Oral report went on being significant, but sometimes with disastrous effect, as during the Crimean War when, as a result of misunderstanding orders, the British Light Brigade cavalry charged directly into Russian artillery at Balaclava in 1854. This was a classic instance of poor situational awareness and was not redeemed by the bravery displayed.
DRAWING OF IMOLA. BY LEONARDO DA VINCI, 1502 The strength of fortifications had become a more prominent issue once the Italian Wars broke out in 1494, with cannon playing a role in the successful French invasion of Naples that year. This began a period of conflict in which Pope Alexander VI, eager to expand the Papal States, instructed his second son, Cesare Borgia, to subjugate the region of the Romagna in eastern Italy. Cesare Borgia started by capturing the town of Imola in 1499 and continued to make conquests until 1503, when the death of his father was followed by his arrest under the orders of the new Pope, Julius II. Da Vinci was employed to survey Imola and to suggest how best to improve its defences. In Da Vincis aerial view, the city emerged clearly as a defensive system. The significance of the moat was readily apparent. This approach was much more effective than that of adopting an oblique perspective and displaying buildings in elevation.

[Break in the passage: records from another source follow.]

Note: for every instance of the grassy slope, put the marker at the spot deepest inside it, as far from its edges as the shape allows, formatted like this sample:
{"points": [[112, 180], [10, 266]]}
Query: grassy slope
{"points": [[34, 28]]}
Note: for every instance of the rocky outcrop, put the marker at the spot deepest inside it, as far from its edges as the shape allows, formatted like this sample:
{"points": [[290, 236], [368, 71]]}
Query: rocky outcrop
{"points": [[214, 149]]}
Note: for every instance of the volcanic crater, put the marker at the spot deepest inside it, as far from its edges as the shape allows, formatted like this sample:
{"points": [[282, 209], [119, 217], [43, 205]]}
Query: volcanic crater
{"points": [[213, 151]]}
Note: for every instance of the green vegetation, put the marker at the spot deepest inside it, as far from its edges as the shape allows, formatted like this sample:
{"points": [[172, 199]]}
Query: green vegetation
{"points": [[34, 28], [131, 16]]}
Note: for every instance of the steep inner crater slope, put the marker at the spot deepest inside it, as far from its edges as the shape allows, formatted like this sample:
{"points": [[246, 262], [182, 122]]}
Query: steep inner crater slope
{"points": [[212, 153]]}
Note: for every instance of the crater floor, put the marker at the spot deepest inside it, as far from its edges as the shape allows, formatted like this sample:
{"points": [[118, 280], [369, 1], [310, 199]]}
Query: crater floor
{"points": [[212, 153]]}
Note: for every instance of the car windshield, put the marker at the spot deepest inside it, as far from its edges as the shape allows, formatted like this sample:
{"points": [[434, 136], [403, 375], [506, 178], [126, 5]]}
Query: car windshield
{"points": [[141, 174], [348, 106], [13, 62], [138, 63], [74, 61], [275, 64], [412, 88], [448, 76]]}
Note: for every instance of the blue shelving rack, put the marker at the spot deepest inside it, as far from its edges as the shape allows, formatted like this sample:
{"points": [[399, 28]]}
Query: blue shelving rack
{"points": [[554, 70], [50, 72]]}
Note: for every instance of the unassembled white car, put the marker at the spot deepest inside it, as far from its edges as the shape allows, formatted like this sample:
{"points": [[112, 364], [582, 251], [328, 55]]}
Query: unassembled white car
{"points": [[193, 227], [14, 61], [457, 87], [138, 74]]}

THE OTTOMANS VERSUS CHARLES V, 1535. ENGRAVING BY FRANZ HOGENBERG In 1534, Tunis was captured from Mulay Hasan, its pro-Spanish ruler, by Hayreddin Barbarossa, the Ottoman Grand Admiral and the key figure in Algiers. This was part of the Ottoman attempt to consolidate their power in North Africa after their conquest of Egypt in 1517. The Emperor Charles V, who also ruled nearby Sicily as well as Spain, responded in 1535 with a major expedition that included 82 war galleys and more than 30,000 troops. The expedition, which reflected Spanish capability for force projection, was in large part paid for with Inca gold from South America which repaid loans from Genoese bankers. Mounted in ferociously hot conditions, this expedition displayed amphibious capability and success in fighting on land. The fortress of La Goletta at the entrance to the Bay of Tunis, although defended by a large Ottoman garrison, was successfully besieged, falling on 14 July. A week later, Tunis was captured and sacked. Thousands of Christians were released from slavery, while thousands of the local population were slaughtered and large numbers sold as slaves. Charles installed a pro-Spanish Muslim ruler. This was a high-water mark for Spanish attempts to bridge the western Mediterranean, which did not appear to contemporaries as a border.